Adele had just come out of her closet to find Aunt Kearsely standing in her bedroom and staring.
“Adele, what on earth is the matter with that dress!”
Well, the color, the ruffles, the . . . Adele clamped her mouth shut. She’d hoped that watching her new wardrobe take shape under Marie’s clever fingers would give her more patience with the dresses her aunt selected, but it wasn’t working. Still, she had to keep quiet. The success of the entire plan depended on Aunt Kearsely not knowing that any plans existed.
“It’s positively bunched up.” Her aunt strode forward and began fussing with Adele’s dress, tugging at the shoulders, attempting to resettle the waist. “Don’t tell me we need to let it out again!” She paused then and looked at the twist of fabric in her fingers. “No. It doesn’t need to be let out. This needs to be taken in.” She stared at her niece. “Adele, have you lost weight?”
“I . . . well . . . it’s possible, I suppose.”
“Turn around.”
Adele did. Aunt Kearsely watched. Then she walked around Adele on her own. “I . . . well . . . I must say. I . . . It is very well done, Adele. I will send a note to Madame Flaubert asking her to come and make the alterations. I . . . well.”

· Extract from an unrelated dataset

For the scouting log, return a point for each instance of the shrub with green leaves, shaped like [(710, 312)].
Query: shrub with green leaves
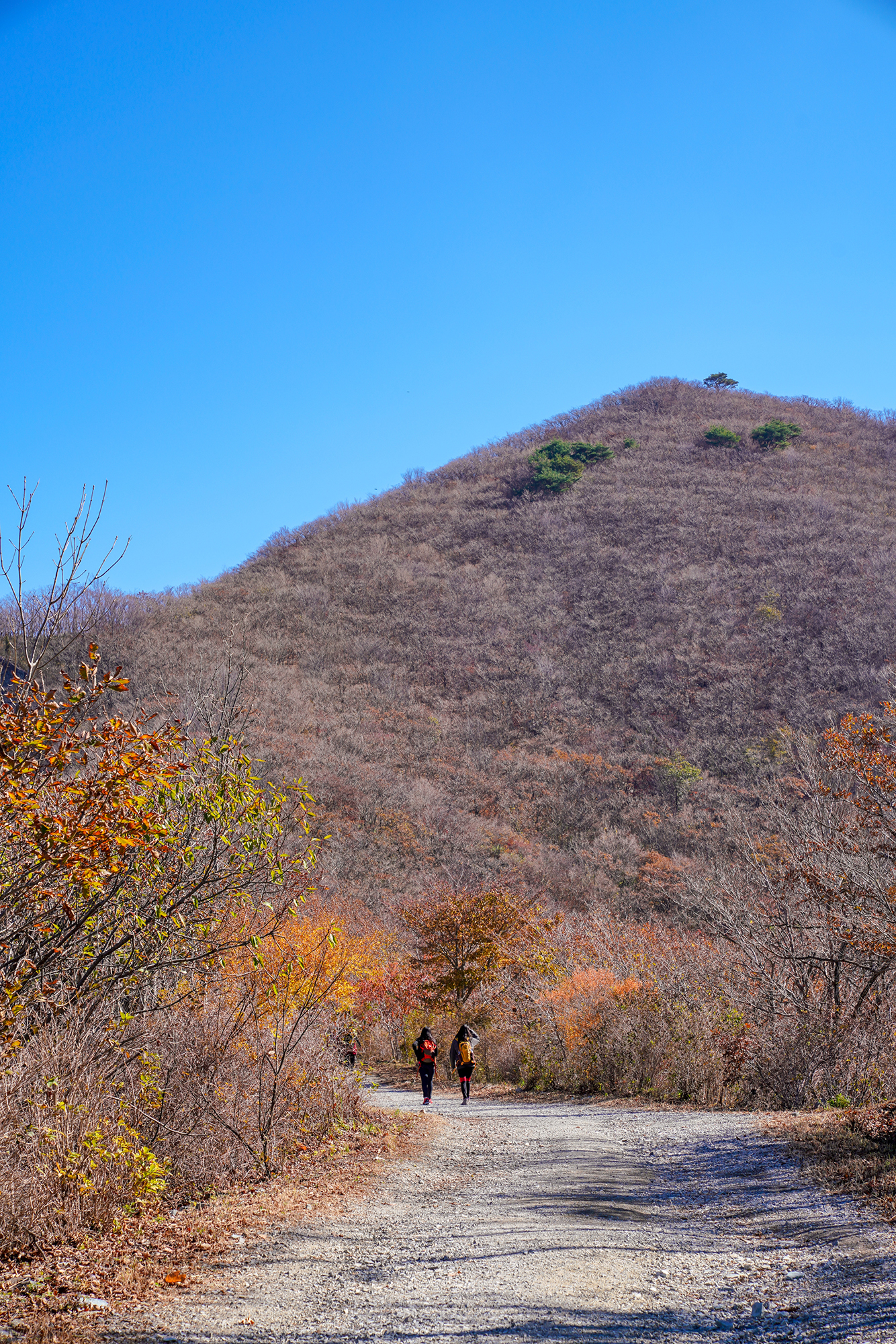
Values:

With that, Aunt Kearsely took her leave. Adele walked back into her dressing room and, for the first time in her life, it seemed, stood in front of her mirror and took a very long look.

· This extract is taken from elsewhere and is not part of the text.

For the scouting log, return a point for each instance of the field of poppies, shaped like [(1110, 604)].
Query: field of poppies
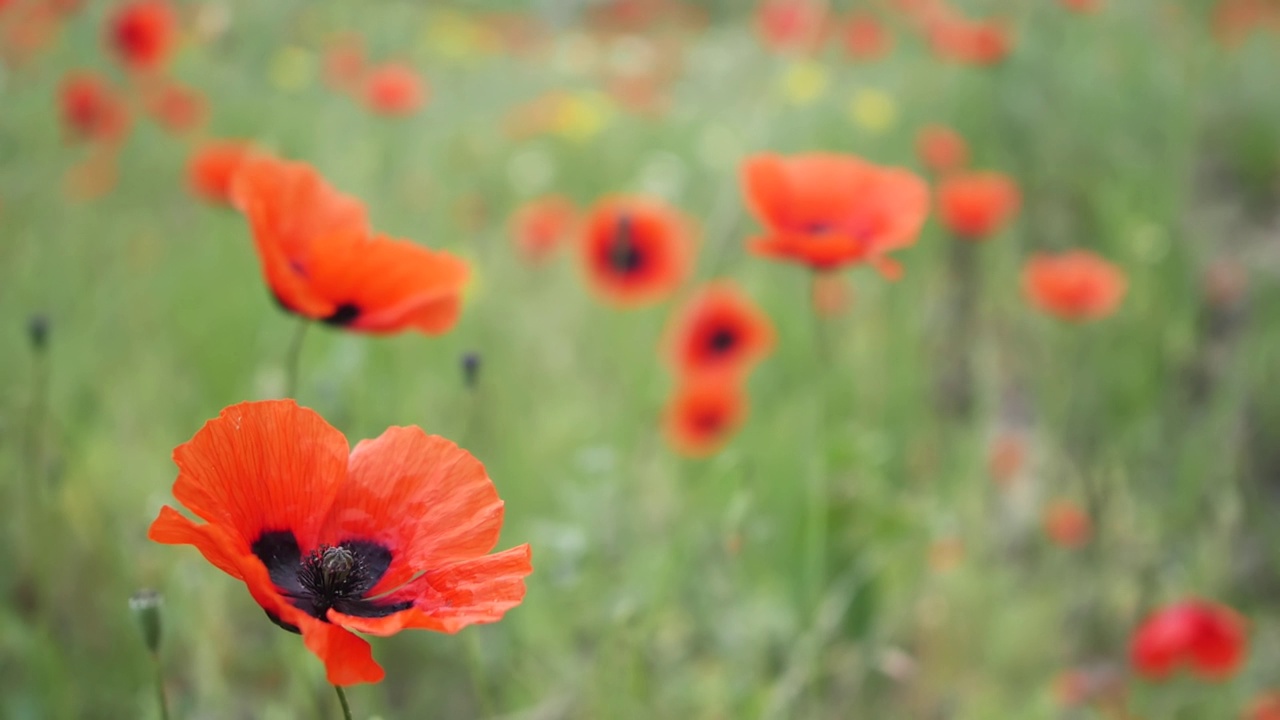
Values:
[(731, 359)]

She was slimmer. It wasn’t her imagination. The loose-fitting dress told the truth. How had that happened? When had that happened? She’d been eating just the same, and the weather had been too foul for regular exercise . . .
It was the work, she realized. Usually, Adele’s little season consisted of eight weeks of tedium, with nothing to look forward to but another season of sitting by the wall. She ate to pass the time. She ate because it was comforting and, if she admitted it, because it was forbidden.
These past weeks, though, she’d eaten only at mealtimes, and then distractedly. There’d been so much to do. Designing full wardrobes for three very different girls was no small thing. There were a thousand details to be considered. Even with Mademoiselle Marie’s expert help, the effort had been absorbing all Adele’s time and attention. Was the weather bad? It didn’t matter. She must venture out to meet with the others, or to stop by Mademoiselle Marie’s workroom to see her progress and review plans and patterns; or she must be off to the warehouses with Marie to select silk and ribbons and beads and lace. She hadn’t walked so much since she was a little girl in the country, and she’d done it in all weathers.
And this was the result. Adele pressed her hands against her flattened stomach, and then against her blushing cheeks. She wasn’t slender, not like Patience, but she was undeniably slimmer than she had been just at Christmastime. The morning dress was still awful, but for the first time, the ruffles didn’t look quite so outrageous; the gathers around the waist were, well, they were gathered, and hanging neatly, not straining out. It looked almost . . . almost . . .
She stood straight. She struck a pose. She laughed and clapped her hand against her mouth to smother the sound.
“Look at me,” she whispered behind her fingertips. “I’m pretty.”